Mais au fait, ils ne devaient pas se faire les Alpes, aujourd'hui ?
Boarf, un peu d'intox n'a jamais fait de mal à personne, pas vrai ? me fait Tricé avec un clin d'oeil !

Bon, on nous informe qu'on a le temps de bouffer avant de passer au montage des pneus.
De toute façon, le circuit ne sera pas ouvert aux motos avant quinze heures.
On a le temps de se remplir la panse, mais après il faudra apporter des roues démontées et propres pour faciliter le travail des monteurs, sinon il n'y aurait pas le temps d'en monter beaucoup.
Pas de problème, on s'en chargera.

Direction le buffet en plein air que Ric-la-Rape a prévu.
Parfaite, l'organisation !
Bon, pendant qu'on grignote, on s'arrange entre nous pour l'organisation des changements de pneus. Il va falloir jouer serré si on veut être tous prêts pour quinze heures, surtout qu'il n'y a que quatre paires de béquilles d'atelier, indispensables sur les sportives.
Les béhèmistes et les routards s'arrangeront avec leurs centrales.

Quinze heures, enfin.
Toutes les motos sont prêtes.
On est une bonne trentaine, prêts à rouler.
Certains ont décidé de ne pas attaquer, juste de retrouver quelques sensations propres aux vrais pneus...
C'est sans doute vrai, pour certains d'entre eux...
Pour d'autres, j'ai franchement du mal à le croire !
Enfin bon, on verra...

Avant de rentrer sur la piste, toutes les bécanes sont contrôlées visuellement par un commissaire. Pas question d'entrer avec des plaquettes usées (ouf !), une chaîne pourrie, un niveau d'huile trop bas, ou des fuites.
Pas de risques inutiles, et c'est bien normal.

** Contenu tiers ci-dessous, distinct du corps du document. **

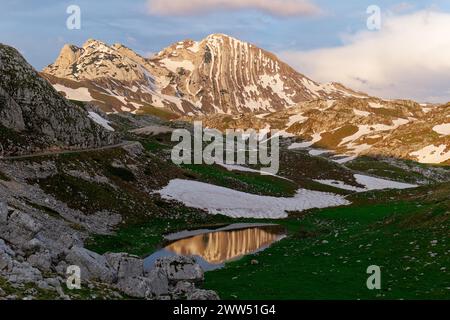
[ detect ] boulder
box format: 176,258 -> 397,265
66,247 -> 117,283
105,253 -> 144,281
27,251 -> 52,272
155,256 -> 204,284
117,270 -> 170,298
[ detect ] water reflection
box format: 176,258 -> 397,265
146,225 -> 285,271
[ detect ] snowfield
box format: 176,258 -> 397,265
409,144 -> 450,164
157,179 -> 350,219
314,174 -> 418,192
53,84 -> 94,102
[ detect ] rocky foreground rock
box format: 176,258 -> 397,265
0,155 -> 218,299
0,202 -> 219,300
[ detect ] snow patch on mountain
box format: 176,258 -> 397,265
157,179 -> 350,219
315,174 -> 418,192
53,84 -> 94,102
409,144 -> 450,164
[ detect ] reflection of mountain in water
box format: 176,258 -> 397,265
165,226 -> 284,264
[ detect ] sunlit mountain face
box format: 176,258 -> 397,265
165,226 -> 285,264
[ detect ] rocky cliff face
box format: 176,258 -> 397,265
43,34 -> 363,115
0,44 -> 117,154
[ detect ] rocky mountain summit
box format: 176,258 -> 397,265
0,45 -> 118,155
43,34 -> 365,115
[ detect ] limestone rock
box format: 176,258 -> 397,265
66,247 -> 116,283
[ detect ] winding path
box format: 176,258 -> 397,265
0,141 -> 139,161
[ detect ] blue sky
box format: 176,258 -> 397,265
0,0 -> 450,100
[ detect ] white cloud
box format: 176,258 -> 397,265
148,0 -> 320,16
280,11 -> 450,102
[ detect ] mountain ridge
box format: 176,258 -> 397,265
43,34 -> 366,115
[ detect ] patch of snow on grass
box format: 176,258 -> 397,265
161,59 -> 195,73
314,174 -> 418,192
287,114 -> 308,128
353,109 -> 371,117
288,133 -> 322,150
158,179 -> 350,219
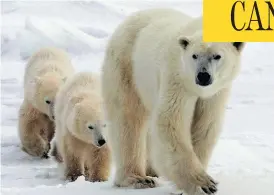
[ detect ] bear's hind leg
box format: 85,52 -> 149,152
85,146 -> 111,182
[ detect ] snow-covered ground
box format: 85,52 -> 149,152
1,0 -> 274,195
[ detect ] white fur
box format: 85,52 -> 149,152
102,9 -> 242,195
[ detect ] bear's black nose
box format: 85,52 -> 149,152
196,72 -> 212,86
98,139 -> 106,146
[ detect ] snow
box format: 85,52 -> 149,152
1,0 -> 274,195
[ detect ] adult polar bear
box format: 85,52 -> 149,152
102,9 -> 244,195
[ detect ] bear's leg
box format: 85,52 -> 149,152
61,135 -> 84,182
18,102 -> 50,158
152,80 -> 217,195
191,89 -> 229,169
85,149 -> 111,182
146,128 -> 158,177
103,80 -> 156,188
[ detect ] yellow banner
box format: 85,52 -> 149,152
203,0 -> 274,42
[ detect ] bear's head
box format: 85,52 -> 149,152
66,94 -> 106,147
179,32 -> 245,98
31,73 -> 66,121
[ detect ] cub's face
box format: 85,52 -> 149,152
67,101 -> 106,147
32,76 -> 65,121
179,33 -> 244,97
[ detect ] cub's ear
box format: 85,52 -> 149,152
179,37 -> 190,49
69,96 -> 83,105
232,42 -> 245,52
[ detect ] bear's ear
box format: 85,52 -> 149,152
179,37 -> 190,49
62,77 -> 68,83
34,76 -> 42,84
69,96 -> 83,105
232,42 -> 245,52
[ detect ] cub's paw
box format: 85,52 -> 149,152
115,175 -> 158,189
66,174 -> 80,182
196,173 -> 218,194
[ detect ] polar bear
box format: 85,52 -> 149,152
18,48 -> 74,158
102,9 -> 244,195
52,72 -> 110,181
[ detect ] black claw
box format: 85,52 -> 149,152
202,187 -> 211,194
210,179 -> 218,185
145,179 -> 151,183
209,187 -> 217,193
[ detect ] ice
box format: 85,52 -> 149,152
1,0 -> 274,195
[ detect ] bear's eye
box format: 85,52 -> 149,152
213,55 -> 221,60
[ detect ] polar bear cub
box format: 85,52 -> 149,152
102,9 -> 244,195
52,72 -> 110,181
18,48 -> 74,158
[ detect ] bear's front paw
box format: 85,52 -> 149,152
196,173 -> 218,194
116,175 -> 158,189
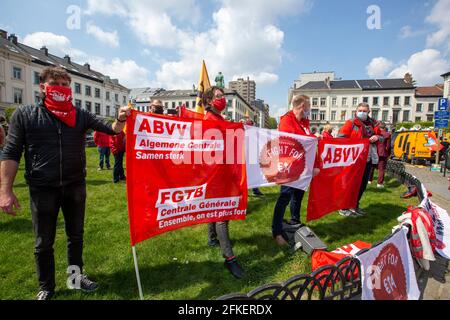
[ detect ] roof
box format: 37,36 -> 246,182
0,37 -> 128,91
297,79 -> 415,91
416,85 -> 444,97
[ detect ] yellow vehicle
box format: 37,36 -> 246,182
394,130 -> 436,164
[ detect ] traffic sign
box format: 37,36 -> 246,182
434,111 -> 450,120
434,119 -> 448,129
438,98 -> 448,111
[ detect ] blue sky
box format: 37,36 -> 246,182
0,0 -> 450,115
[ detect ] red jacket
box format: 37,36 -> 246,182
94,131 -> 110,148
339,118 -> 381,139
203,111 -> 225,121
278,111 -> 314,136
110,131 -> 126,155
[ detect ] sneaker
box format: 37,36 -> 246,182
208,239 -> 219,247
352,208 -> 366,216
224,258 -> 244,279
36,290 -> 55,300
77,274 -> 98,292
339,209 -> 355,217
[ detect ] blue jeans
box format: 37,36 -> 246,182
272,186 -> 305,237
98,147 -> 111,169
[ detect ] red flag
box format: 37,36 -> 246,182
306,139 -> 369,221
127,110 -> 247,246
179,105 -> 205,120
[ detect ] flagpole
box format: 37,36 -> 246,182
131,246 -> 144,300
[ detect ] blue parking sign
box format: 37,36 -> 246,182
438,98 -> 448,111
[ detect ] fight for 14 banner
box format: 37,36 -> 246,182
357,228 -> 420,300
127,110 -> 247,246
306,139 -> 369,221
245,126 -> 317,190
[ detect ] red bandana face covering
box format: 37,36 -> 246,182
44,86 -> 77,128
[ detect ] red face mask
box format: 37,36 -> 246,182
44,86 -> 77,127
213,98 -> 227,112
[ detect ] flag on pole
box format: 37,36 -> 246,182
195,60 -> 211,114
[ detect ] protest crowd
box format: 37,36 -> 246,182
0,67 -> 450,300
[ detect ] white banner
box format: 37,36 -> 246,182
357,228 -> 420,300
420,185 -> 450,259
245,126 -> 317,190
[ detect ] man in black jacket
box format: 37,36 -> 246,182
0,67 -> 130,300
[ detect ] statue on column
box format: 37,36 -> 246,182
215,72 -> 225,89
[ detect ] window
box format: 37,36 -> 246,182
75,82 -> 81,94
13,67 -> 22,80
320,111 -> 326,121
13,88 -> 23,104
34,91 -> 41,104
372,110 -> 378,120
34,71 -> 41,85
405,97 -> 411,106
85,101 -> 92,112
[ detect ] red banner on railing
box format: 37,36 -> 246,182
127,110 -> 247,246
306,139 -> 369,221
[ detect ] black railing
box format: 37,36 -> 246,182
218,160 -> 424,300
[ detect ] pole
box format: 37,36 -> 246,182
131,246 -> 144,300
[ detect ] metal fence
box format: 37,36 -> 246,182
218,160 -> 424,300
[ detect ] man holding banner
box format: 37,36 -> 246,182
272,95 -> 320,246
339,102 -> 383,217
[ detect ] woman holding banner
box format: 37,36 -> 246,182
203,86 -> 244,279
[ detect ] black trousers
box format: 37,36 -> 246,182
113,152 -> 125,183
30,182 -> 86,291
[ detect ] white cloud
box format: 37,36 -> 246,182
388,49 -> 450,85
425,0 -> 450,47
366,57 -> 394,78
86,22 -> 119,48
83,0 -> 312,89
24,32 -> 150,88
89,57 -> 150,88
23,32 -> 87,60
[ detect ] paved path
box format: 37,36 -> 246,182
405,164 -> 450,300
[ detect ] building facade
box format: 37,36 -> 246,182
288,72 -> 442,132
0,30 -> 129,117
228,77 -> 256,105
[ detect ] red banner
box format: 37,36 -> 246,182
127,110 -> 247,246
306,139 -> 369,221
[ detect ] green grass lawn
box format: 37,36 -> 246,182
0,148 -> 417,300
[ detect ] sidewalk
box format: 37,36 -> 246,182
405,164 -> 450,300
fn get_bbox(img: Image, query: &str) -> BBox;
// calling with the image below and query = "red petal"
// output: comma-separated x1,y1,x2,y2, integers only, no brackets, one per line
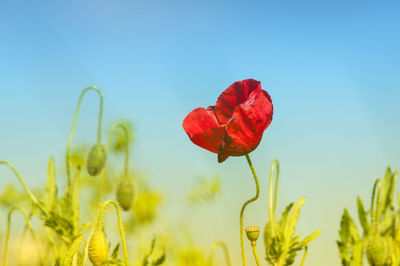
218,90,273,162
215,79,261,124
183,107,225,153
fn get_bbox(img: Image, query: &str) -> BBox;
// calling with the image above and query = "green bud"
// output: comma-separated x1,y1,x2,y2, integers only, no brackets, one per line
117,178,134,211
366,235,392,266
87,143,107,176
245,226,260,245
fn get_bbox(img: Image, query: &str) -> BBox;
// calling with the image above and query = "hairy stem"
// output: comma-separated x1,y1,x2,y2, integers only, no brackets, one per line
97,200,129,266
240,154,260,266
66,86,103,187
3,206,43,266
371,178,380,233
251,241,261,266
208,241,232,266
268,159,279,237
300,246,308,266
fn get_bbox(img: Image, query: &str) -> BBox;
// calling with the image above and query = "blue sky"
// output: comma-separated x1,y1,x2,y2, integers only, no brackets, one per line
0,1,400,265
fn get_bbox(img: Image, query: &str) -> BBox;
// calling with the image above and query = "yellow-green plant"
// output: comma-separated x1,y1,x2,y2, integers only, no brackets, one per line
208,241,232,266
264,160,321,266
337,167,400,266
3,206,43,266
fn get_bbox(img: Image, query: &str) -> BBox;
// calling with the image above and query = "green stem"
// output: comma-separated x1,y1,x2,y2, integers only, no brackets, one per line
375,179,381,234
270,159,279,219
240,154,260,266
371,178,380,233
300,246,308,266
268,159,279,237
66,86,103,187
97,200,129,266
107,123,129,177
208,241,232,266
0,161,46,215
3,206,43,266
251,241,261,266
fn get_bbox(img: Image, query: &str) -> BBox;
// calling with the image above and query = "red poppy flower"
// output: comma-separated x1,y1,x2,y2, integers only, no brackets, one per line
183,79,273,162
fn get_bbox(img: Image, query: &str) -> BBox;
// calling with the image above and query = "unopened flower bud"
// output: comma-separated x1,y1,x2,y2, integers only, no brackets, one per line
87,143,107,176
117,178,134,211
245,226,260,245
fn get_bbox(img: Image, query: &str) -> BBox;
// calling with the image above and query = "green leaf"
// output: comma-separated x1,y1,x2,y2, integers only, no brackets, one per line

On nous a longuement briefés tout à l'heure. Il ne faut pas oublier que des pneus, ça se fait chauffer, pendant au moins deux tours. Accélérations et freinages doivent être dosés, et pas question de poser le coude. Beaucoup de motards se bourrent au premier virage s'ils oublient qu'ils ont de vrais pneus qui peuvent glisser.
Ouais, ouais, cause toujours.
On approuve, mais ces conseils sont surtout bons pour les autres, les traînards ! Nous, les vrais motards, on se rappelle très bien comment on s'y prend avec des gommes tendres !

Bon, maintenant, il est temps d'y aller.

Je vois les plus gros clients qui laissent passer les « petits » devant...
Bien sûr.
C'est beaucoup plus drôle quand on a des attardés à doubler !
De toute façon, comme presque personne ne connaît le tracé du Castellet, ça va se traîner grave.
Même si je n'ai jamais tourné ici, j'ai une bonne idée du circuit, vu de l'extérieur. Les endroits dangereux sont le droit qui commande la ligne droite du mistral, lent et serré, Signes, rapide gauche en aveugle qui commence en montée et finit en descente, l'entrée du double droit du Beausset, dans lequel il faut entrer sur les freins en courbe et se retenir d'accélérer avant le second point de corde.
Autrefois, c'était là que les chutes étaient les plus nombreuses.
Faire gaffe, mais passer vite quand même.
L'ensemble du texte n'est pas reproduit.